Developer Curation API
curate - Functions for helping to curate data
Functions for helping curate BSE basis set data
- basis_set_exchange.curate.add_basis(bs_file, data_dir, subdir, file_base, name, family, role, description, version, revision_description, data_source, refs=None, file_fmt=None)
Add a basis set to this library
This takes in a single file containing the basis set is some format, parses it, and create the component, element, and table basis set files in the given data_dir (and subdir). The metadata file for the basis is created if it doesn’t exist, and the main metadata file is also updated.
- Parameters:
bs_file (str) – Path to the file with formatted basis set information
data_dir (str) – Path to the data directory to add the data to
subdir (str) – Subdirectory of the data directory to add the basis set to
file_base (str) – Base name for new files
name (str) – Name of the basis set
family (str) – Family to which this basis set belongs
role (str) – Role of the basis set (orbital, etc)
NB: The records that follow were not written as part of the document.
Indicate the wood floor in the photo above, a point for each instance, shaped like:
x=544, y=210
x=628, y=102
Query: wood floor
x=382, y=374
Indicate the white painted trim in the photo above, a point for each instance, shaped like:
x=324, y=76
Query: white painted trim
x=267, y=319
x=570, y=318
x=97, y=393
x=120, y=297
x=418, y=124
description (str) – Description of the basis set
version (str) – Version of the basis set
revision_description (str) – Description of this version of the basis set
data_source (str) – Description of where this data came from
refs (dict or str) –
Mapping of references to elements. This can be a dictionary with a compressed string of elements as keys and a list of reference strings as values. For example, {‘H,Li-B,Kr’: [‘kumar2018a’]}
If a list or string is passed, then those reference(s) will be used for all elements.
Elements that exist in the file but do not have a reference are given the usual ‘noref’ extension and the references entry is empty.
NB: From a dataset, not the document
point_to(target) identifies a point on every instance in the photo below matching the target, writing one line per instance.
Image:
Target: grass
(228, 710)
file_fmt (str) – Format of the input basis data (None = autodetect)
- basis_set_exchange.curate.add_basis_from_dict(bs_data, data_dir, subdir, file_base, name, family, role, description, version, revision_description, data_source, refs=None)
Add a basis set to this library
This takes in a basis set dictionary, and create the component, element, and table basis set files in the given data_dir (and subdir). The metadata file for the basis is created if it doesn’t exist, and the main metadata file is also updated.
- Parameters:
bs_data (dict) – Basis set dictionary
data_dir (str) – Path to the data directory to add the data to
subdir (str) – Subdirectory of the data directory to add the basis set to
file_base (str) – Base name for new files
name (str) – Name of the basis set
family (str) – Family to which this basis set belongs
role (str) – Role of the basis set (orbital, etc)
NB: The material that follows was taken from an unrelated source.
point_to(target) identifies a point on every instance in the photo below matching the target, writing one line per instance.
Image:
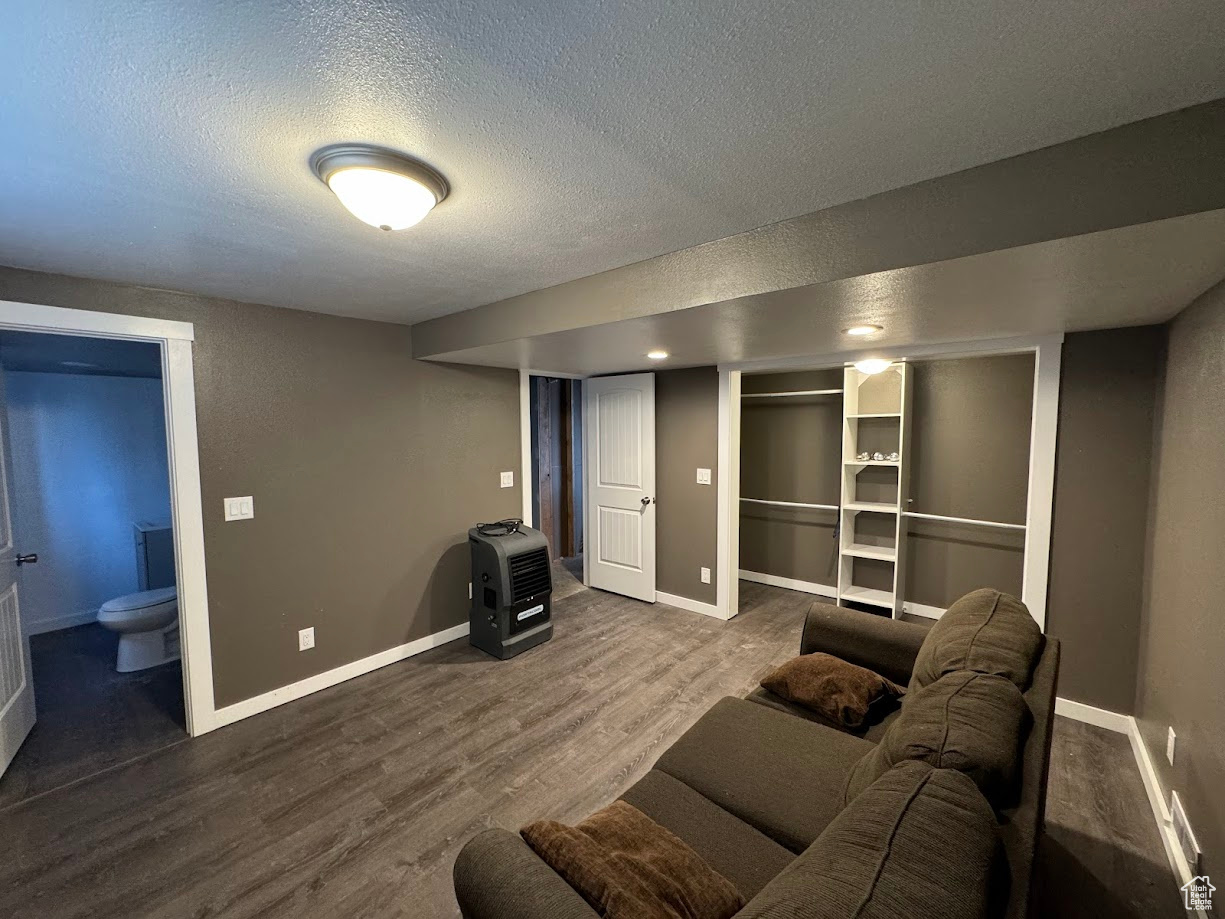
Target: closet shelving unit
(872, 529)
description (str) – Description of the basis set
version (str) – Version of the basis set
revision_description (str) – Description of this version of the basis set
data_source (str) – Description of where this data came from
refs (dict or str) –
Mapping of references to elements. This can be a dictionary with a compressed string of elements as keys and a list of reference strings as values. For example, {‘H,Li-B,Kr’: [‘kumar2018a’]}
If a list or string is passed, then those reference(s) will be used for all elements.
Elements that exist in the file but do not have a reference are given the usual ‘noref’ extension and the references entry is empty.
file_fmt (str) – Format of the input basis data (None = autodetect)
- basis_set_exchange.curate.add_from_components(component_files, data_dir, subdir, file_base, name, family, role, description, version, revision_description)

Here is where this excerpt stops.